Thank the Universe I had some antidepressant left from when K got sick. Decided to take it again to get me through the holidays. Finally seems to be working. Depression lifting.

One of the more interesting things over the slow-news holidays was a piece by Reynard Loki for AlterNet titled: Sorry You Can’t Have Fries With That: 10 Foods That May Disappear Thanks To Climate Change.

Here’s the list: Apples, avocadoes, beer, chocolate, coffee, peanut butter, potatoes, rice and beans, seafood and wine!!!!! (Eleven items actually. Beans and rice are sufficiently different to me.) I don’t know about anyone else’s eating habits but taking those items off my grocery list is a pretty severe hit.

This is exactly the sort of thing I was talking about a couple of days back. Changing weather patterns are already changing the national landscape of our crops.

I think future—and much more limited selection—crops will be owned by a select few families who have had the resources to commission science-driven predictions by experts of future climatic impact. I suspect they already own huge swaths of land in areas their reports tell them will be arable. (Some of us may be lucky enough to work the land for them as indentured servants but with computerized machinery doing all the planting and harvesting, jobs will be relatively few.)

A select few are already prepared to ride out the coming storms in their hidden fortresses tucked away discretely in hard to-access-areas that can provide water and fuel as needs arise.

The futurist guys over at Meland headquarters think the super-rich West Coasters have fallen back into two lines. The first line likely composed of the really rich who straddle the crests of the ridge of mountains extending from central Oregon down the eastern side of California. Others may be hidden in the national forests at the feet of those hills. (It really isn’t too much of an exaggeration to suggest that many of the properties of the really rich will be coastal in the foreseeable future. Any of today’s rich folk who hide in the hills on the west coast of California from a Gold Beach to Medford line, down through the Six Rivers National Forrest to north of Santa Rosa, will find themselves on an island.)

The second line of our hiding nobles will be the string of super-rich fortresses decorating the spine of the Rocky Mountains like monstrous, concrete bunkers. They are high and hidden. (Somebody knows where they are: builders, maids, security, chefs, suppliers. Somebody.)

Another line of super-rich will be found along the crests and valleys of the East Coast mountains running from northern Maine to Georgia’s northern border. Rising tides will push back the eastern coastline and people will be compressed between that mountain range and the new approaching outline of the sea. Florida will become nearly intolerable from the heat and disappearing land so most of those folks will be pushing up northwest. The Gulf is dead and those rising waters are going to reclaim huge portions of the southern states whose residents will head north also. (Sure there will still be people in all these areas but they are likely to be survivalist types who get along just fine eating snakes and alligators.)

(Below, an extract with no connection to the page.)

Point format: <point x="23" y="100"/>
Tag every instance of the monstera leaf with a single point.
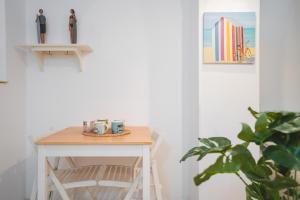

The Southwest is going to be like an oven that’s been put on pre-heat: it’s going to start out hot like it typically is now (116 degrees not rare), and ratchet up to some lethal levels. Racist as it might seem, I wouldn’t be surprised to see Texas, New Mexico and Arizona repopulated almost entirely by South Americans and Mexicans. Americans may huddle in the major southern and southwestern cities constricted by limited bubbles of air conditioning, but the baking land will be populated by men who have endured the sun’s fire for hundreds of years already.


(On the upside, there will be jobs for persons willing to endure the hellish heat to install solar farms. If we’ve screwed things up so much that we are about to suffer massive weather changes, we better learn how to take advantage of all the sun’s excess energy real quick.)

If we lose California as a food source—and the deep south including Florida—food available to each of us becomes far less; far, far less. In a society used to unlimited bounty this will create major stress. This stress will have within its clutches the most heavily armed nation in the world. Let the culling begin.


The SR (Super Rich) will need a few followers to ensure their existences but the rest of us pretty much have to go away so that we don’t burden the food chain. The compression of all Americans into smaller land mass (with those Americans all armed to the teeth) is bound to bring out the best in us.